Gideydi, Libya'daki gelişmelere ilişkin Türkiye'nin görüşlerini almak ve hangi alanlarda iş birliği yapabileceklerine dair fikir alışverişinde bulunmak üzere buraya geldiklerini ifade etti. Gideydi, "Libya halkı bunca zorluktan sonra kim dost kim değil öğrenmek istiyor. Türkiye’nin, Libya halkının acısını anlayan ülkelerden olacağını umut ediyoruz." dedi.

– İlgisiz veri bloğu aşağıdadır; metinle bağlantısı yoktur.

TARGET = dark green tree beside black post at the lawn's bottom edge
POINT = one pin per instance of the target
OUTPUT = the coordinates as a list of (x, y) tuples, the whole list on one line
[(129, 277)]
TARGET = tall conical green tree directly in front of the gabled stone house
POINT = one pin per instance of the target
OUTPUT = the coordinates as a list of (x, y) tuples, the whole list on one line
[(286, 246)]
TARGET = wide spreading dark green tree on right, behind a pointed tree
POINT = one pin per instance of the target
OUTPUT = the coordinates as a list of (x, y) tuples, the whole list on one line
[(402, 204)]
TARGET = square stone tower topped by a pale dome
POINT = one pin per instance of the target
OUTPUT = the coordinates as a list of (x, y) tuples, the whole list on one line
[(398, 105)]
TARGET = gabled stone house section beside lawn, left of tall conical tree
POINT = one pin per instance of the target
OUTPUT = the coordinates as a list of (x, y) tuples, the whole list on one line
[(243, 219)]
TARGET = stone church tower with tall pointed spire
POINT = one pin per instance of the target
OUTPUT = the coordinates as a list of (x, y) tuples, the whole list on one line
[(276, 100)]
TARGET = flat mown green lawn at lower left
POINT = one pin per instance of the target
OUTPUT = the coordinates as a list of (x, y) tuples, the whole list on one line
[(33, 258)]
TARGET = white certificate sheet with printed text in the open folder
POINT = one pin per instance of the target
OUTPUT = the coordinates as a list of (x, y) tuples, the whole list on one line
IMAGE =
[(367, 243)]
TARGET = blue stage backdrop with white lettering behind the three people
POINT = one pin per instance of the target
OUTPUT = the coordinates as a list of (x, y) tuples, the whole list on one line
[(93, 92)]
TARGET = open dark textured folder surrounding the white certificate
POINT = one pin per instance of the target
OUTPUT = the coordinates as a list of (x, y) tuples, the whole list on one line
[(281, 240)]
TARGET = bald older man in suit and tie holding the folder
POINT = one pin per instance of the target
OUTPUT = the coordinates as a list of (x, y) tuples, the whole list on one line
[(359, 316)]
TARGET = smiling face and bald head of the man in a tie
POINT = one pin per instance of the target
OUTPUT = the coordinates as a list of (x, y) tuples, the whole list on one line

Libya'daki üç başlı yönetimin neden olduğu kaosa ilişkin açıklamalarda bulunan Gideydi, üç başlılığın ülkenin yönetilmesini zorlaştıran en önemli faktörlerden biri olduğuna işaret etti. Gideydi, Libya halkının tamamının ülkede tek bir yönetimi arzu ettiğini ifade etti.

Gideydi, "Biz, bu üç yönetimin tamamının bir araya gelmesini umuyoruz ki bu, bütün Libyalı halkının da umududur. Dış müdahalelerin olduğunu ve ülke içinde birkaç çatlamaya da yol açtığını biliyoruz." diye konuştu.

"Tuareglerin seçimlere katılması engelleniyor"

Libya'da Muammer Kaddafi'nin oğlu Seyfülislam Kaddafi'nin bu yıl yapılması beklenen cumhurbaşkanı seçimlerinde aday olacağına ilişkin haberlerle ilgili bir soru üzerine Gideydi, "Herkesin seçimlere katılma hakkı var." değerlendirmesinde bulundu.

Gideydi, Tuareglerin bugüne kadar yapılan seçimlere daima katıldığını fakat bu seçimlere katılmamaları için kendilerine engel çıkarıldığını belirterek şunları kaydetti:

"Eskiden oy vermek için Libya vatandaşı olmak yeterliyken artık kimlik numarası istiyorlar ki çoğumuz buna sahip değiliz. Binlerce Tuareg ailesi, kimlik numaraları olmadığı için seçimlere katılamayacak. Yetkililere bilgi verdik ve bu meseleye çözüm bulmalarını talep ettik. Yetkililerin bu meseleyi çözmelerini bekliyoruz."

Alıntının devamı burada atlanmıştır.